Porto Santo
"Porto Santo, c'est la réponse de Madère à sa propre personnalité — même archipel, ambiance totalement opposée."
L'île sœur de Madère troque le drame volcanique contre neuf kilomètres de sable doré ininterrompu, plus la maison où vivait Colomb avant que tout cela n'ait de nom sur une carte.
Le ferry depuis Funchal prend environ deux heures et demie, assez longtemps pour voir les falaises de Madère rapetisser derrière soi avant que Porto Santo n’apparaisse, basse et pâle à l’horizon, sans aucun rapport avec l’île qu’on vient de quitter. Là où Madère n’est que drame volcanique, terrasses et forêt de nuages, Porto Santo est plate, sèche, presque broussailleuse par endroits, avec pour pièce maîtresse une seule plage qui court sur presque toute la longueur de neuf kilomètres de la côte sud de l’île. Je suis descendu du ferry à Vila Baleira et, vingt minutes plus tard, je me tenais sur un sable si fin et si pâle qu’il paraissait presque irréel à côté des plages volcaniques noires de Madère.
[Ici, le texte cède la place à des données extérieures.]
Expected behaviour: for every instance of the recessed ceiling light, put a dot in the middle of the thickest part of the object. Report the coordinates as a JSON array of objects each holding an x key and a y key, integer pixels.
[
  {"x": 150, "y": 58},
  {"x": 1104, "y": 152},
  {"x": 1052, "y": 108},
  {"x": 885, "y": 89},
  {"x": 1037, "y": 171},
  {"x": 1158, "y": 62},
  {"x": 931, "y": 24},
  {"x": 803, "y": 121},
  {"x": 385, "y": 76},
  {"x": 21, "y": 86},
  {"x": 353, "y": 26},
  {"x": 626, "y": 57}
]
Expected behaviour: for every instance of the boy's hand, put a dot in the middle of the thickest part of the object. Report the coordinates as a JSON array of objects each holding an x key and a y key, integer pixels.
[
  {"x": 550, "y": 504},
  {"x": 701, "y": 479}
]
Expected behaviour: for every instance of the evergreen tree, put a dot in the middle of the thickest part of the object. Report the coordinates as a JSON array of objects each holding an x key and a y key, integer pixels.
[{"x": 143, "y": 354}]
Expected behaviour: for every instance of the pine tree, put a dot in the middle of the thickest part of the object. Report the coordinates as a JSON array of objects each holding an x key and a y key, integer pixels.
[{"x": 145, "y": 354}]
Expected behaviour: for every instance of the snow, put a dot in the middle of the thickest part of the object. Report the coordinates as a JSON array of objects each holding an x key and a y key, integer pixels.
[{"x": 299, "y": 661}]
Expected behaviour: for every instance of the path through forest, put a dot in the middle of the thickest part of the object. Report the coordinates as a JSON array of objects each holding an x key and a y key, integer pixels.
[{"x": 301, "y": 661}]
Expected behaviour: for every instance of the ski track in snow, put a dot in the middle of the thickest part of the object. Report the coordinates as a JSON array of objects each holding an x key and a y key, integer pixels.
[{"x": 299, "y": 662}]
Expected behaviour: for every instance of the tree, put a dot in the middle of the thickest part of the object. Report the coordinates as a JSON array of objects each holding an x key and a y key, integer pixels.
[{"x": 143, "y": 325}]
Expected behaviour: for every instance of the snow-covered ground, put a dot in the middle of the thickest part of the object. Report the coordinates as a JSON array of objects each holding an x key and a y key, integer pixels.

Les habitants de l’île aiment dire que leur sable a des propriétés thérapeutiques, que les gens s’y enterrent pour soulager l’arthrite, et que ce soit vrai ou non, assez de visiteurs le font chaque été pour que ce soit devenu un véritable rituel local plutôt qu’un argument marketing.
La maison avant le voyage
Vila Baleira abrite la Casa de Colombo, la maison où Christophe Colomb aurait vécu un certain temps dans les années 1480 après avoir épousé Filipa Moniz Perestrelo, fille du premier gouverneur de l’île, des années avant son voyage vers les Amériques. C’est aujourd’hui un musée modeste, un peu défraîchi, rempli de cartes et d’instruments de navigation reproduits, mais debout dans ces pièces basses, je me suis surpris plus frappé par le caractère ordinaire du lieu que par son poids historique — ce n’était jamais que la maison d’un jeune marin sur une île petite, sèche et balayée par les vents, des années avant que quiconque sache ce qu’il ferait un jour d’une carte de l’océan qui s’étendait devant lui. Des habitants m’ont raconté que Colomb aurait puisé certaines de ses premières idées sur les courants et le bois flotté qu’il avait trouvé échoué ici, preuve, selon la légende locale, qu’il existait quelque part une terre plus à l’ouest.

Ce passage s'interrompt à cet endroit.